L’Arte totale di Fortuny e della sua partner creativa Nigrin è stata esplorata in questo articolo attraverso il prisma teorico dell’atmosfera, mettendone in evidenza la sensibilità proto-ecologica. Come si è cercato di dimostrare, l’attenzione da loro riservata agli elementi naturali non era meramente decorativa, ma radicata in un dialogo profondo con la materia e con il paesaggio veneziano, contesto al loro lavoro. La loro pratica artistica era multidisciplinare e polimorfa, informata dall’ambiente circostante e profondamente legata ad esso. L’articolo ha evidenziato l’approccio biofilico caratteristico della loro opera. Si tratta di una biofilia definita da un interesse specifico per gli elementi atmosferici del luogo in cui lavorano e che si esprime nella sperimentazione su luce, palette, tessuti, pigmenti e morfologie. Attraverso le riflessioni sul concetto di atmosfera elaborate dai filosofi Gernot Böhme e Tonino Griffero, si è approfondito lo studio dell’acqua e della trasparenza della luce, dimostrando come la sensibilità atmosferica sia conciliabile con una concezione biofila della moda. In particolare è stato analizzato in che modo la coppia creativa Fortuny-Nigrin abbia assimilato la matericità della laguna veneziana, sviluppando un’estetica che non era limitata alla rappresentazione visiva, ma coinvolgeva anche la percezione corporea e sensoriale. La presenza di erbari nella loro biblioteca testimonia la volontà di comprendere e reinterpretare la morfologia vegetale in chiave artistica e tessile negli anni dell’Art Nouveau. Mentre è attraverso la materialità atmosferica di pigmenti e tessuti che le loro opere si fanno evocatrici di esperienze emozionali legate all’ambiente e, allo stesso tempo, sono determinate dalle condizioni atmosferiche e climatiche della laguna.

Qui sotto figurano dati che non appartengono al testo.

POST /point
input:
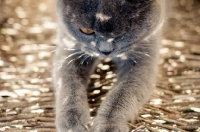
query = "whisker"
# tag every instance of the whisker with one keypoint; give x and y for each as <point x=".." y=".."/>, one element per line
<point x="75" y="58"/>
<point x="72" y="54"/>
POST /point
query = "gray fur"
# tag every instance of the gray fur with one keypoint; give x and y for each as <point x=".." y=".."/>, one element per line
<point x="127" y="32"/>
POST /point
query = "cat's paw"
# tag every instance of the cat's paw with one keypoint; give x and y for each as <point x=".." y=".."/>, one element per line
<point x="71" y="126"/>
<point x="109" y="127"/>
<point x="72" y="122"/>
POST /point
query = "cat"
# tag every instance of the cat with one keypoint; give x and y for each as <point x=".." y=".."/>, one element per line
<point x="129" y="32"/>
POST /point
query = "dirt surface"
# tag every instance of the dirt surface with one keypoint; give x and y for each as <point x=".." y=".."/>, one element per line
<point x="27" y="44"/>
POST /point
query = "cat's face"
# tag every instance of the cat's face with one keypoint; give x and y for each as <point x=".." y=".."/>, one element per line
<point x="109" y="27"/>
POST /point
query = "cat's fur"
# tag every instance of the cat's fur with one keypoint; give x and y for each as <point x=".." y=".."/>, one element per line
<point x="128" y="31"/>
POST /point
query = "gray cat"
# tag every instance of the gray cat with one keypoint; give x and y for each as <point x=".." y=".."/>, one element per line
<point x="128" y="31"/>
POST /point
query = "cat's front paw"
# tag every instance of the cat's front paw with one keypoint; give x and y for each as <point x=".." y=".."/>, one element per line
<point x="73" y="122"/>
<point x="109" y="127"/>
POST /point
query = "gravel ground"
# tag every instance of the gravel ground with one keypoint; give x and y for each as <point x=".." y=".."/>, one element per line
<point x="27" y="44"/>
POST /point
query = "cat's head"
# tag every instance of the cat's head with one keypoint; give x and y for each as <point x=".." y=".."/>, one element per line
<point x="109" y="27"/>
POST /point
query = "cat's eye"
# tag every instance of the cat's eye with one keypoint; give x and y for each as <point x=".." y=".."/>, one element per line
<point x="87" y="31"/>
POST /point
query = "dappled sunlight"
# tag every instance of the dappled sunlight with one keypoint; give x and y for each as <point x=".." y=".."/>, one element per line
<point x="28" y="43"/>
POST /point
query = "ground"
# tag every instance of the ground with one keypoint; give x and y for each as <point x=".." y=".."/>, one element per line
<point x="27" y="44"/>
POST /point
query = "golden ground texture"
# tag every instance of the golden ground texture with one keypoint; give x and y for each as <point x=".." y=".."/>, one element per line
<point x="27" y="44"/>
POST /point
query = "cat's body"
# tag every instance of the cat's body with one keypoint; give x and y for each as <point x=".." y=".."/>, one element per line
<point x="128" y="31"/>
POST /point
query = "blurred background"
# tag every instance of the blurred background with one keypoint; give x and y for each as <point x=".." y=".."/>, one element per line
<point x="27" y="45"/>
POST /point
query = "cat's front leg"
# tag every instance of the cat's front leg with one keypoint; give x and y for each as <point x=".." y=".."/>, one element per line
<point x="71" y="74"/>
<point x="133" y="88"/>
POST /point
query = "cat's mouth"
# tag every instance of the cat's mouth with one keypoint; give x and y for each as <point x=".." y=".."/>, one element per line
<point x="118" y="52"/>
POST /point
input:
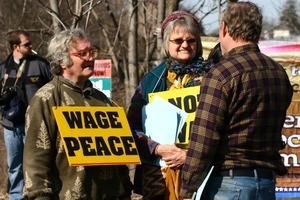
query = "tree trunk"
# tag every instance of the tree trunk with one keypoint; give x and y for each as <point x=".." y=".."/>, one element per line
<point x="131" y="80"/>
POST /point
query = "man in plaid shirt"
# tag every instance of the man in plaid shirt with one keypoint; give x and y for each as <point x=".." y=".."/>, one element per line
<point x="238" y="123"/>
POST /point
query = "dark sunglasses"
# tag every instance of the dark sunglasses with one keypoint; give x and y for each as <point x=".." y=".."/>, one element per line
<point x="86" y="55"/>
<point x="179" y="41"/>
<point x="26" y="45"/>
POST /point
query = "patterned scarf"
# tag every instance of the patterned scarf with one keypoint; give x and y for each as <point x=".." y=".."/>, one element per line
<point x="183" y="75"/>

La prospettiva transtorica adottata in questo articolo ha offerto spunti significativi per riflettere in modo non lineare sul rapporto tra arte, moda e sostenibilità. In un’epoca in cui il cambiamento climatico e la crisi ambientale impongono nuove strategie di progettazione, l’approccio di Fortuny e Nigrin può essere letto come un proto modello di integrazione tra estetica e responsabilità ecologica. La loro eredità artistica si configura in questo modo come un invito a riconsiderare il nostro rapporto con l’ambiente, attraverso una presa di consapevolezza del ruolo dell’atmosfera e della sua azione sulla percezione degli esseri viventi.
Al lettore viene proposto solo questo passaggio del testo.